A compilation of folk beliefs, tales, and customs gathered across western and mid-Wales from elderly informants and local tradition. It presents translated Welsh narratives and organized material on fairies, mermaids and water‑horses, ghosts, witches and wizards, omens, animal superstitions, and popular spells, alongside accounts of wedding, birth, funeral, inheritance and sheep‑shearing customs, divination practices, augury, and prophecies. The emphasis is on literal fidelity to oral testimony and on preserving vanishing traditions rather than offering theoretical interpretation.

PROTECTIVES AGAINST WITCHCRAFT.

Mrs. Mary Thomas, Bengal, near Fishguard, informed me that it was customary when she was young to counteract the machinations of witches by killing a mare and take out the heart and open and burn it, having first filled it up with pins and nails. This compelled the witch to undo her work. Mrs. Thomas also added that when the heart was burning on such occasions the smoke would go right in the direction of the witch’s house.

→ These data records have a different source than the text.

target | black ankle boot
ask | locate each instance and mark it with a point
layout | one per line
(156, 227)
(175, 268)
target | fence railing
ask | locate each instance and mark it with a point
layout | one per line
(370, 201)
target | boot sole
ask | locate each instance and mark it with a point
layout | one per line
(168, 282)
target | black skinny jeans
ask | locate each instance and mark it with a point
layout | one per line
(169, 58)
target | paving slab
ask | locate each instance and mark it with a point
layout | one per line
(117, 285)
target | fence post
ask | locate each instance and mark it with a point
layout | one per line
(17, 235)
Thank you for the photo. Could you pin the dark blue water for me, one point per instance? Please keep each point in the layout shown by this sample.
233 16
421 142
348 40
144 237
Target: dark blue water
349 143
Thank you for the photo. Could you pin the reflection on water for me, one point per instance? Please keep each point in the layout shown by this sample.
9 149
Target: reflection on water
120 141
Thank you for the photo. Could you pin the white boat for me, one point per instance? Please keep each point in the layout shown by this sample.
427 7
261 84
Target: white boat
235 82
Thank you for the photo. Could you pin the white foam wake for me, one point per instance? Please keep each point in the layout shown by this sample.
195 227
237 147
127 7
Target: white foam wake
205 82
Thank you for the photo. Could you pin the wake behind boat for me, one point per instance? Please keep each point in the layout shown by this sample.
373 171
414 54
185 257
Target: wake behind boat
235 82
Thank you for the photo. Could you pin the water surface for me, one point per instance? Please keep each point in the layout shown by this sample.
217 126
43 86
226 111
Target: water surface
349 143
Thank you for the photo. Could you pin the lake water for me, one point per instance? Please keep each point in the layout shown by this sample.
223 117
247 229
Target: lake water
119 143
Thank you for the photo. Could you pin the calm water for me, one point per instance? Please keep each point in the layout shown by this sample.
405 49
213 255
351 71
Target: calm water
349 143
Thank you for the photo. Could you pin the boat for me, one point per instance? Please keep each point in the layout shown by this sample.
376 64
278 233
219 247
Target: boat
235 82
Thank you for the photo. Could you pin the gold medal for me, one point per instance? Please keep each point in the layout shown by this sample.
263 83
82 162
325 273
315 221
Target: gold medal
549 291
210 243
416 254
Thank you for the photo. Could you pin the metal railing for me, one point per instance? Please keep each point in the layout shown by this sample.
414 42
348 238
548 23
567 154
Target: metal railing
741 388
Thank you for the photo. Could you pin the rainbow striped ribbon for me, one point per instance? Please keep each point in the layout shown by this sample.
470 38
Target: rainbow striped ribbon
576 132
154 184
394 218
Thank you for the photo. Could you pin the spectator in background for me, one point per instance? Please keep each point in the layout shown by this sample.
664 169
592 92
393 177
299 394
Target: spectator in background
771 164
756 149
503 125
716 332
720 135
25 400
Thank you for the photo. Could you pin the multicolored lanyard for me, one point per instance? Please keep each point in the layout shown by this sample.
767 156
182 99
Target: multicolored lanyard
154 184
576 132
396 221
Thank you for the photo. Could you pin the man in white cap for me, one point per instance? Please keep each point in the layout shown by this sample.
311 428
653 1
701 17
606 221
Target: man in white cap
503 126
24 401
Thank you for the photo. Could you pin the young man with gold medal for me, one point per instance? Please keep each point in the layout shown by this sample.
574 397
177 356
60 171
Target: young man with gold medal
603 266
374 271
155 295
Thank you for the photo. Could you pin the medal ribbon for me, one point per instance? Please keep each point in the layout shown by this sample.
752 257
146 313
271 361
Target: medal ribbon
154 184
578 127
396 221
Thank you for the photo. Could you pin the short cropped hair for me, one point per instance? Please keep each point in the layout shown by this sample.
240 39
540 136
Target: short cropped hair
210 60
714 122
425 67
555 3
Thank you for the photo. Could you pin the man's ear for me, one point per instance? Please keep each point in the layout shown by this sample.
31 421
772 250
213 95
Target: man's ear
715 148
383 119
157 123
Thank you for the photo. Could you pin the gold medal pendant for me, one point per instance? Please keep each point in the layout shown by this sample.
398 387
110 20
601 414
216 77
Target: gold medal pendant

Another old woman near Fishguard, informed the Rev. J. W. Evans, a son of the Rector of Jordanston, that she remembered an old woman who was thought to be guilty of witching poor farmers’ cattle. At last she was forced to leave the district by the people who believed her to be a witch. But soon after she left a cow died, and even her calves were ill. People took out the cow’s heart and burnt it, which forced the hag to return to heal the calves.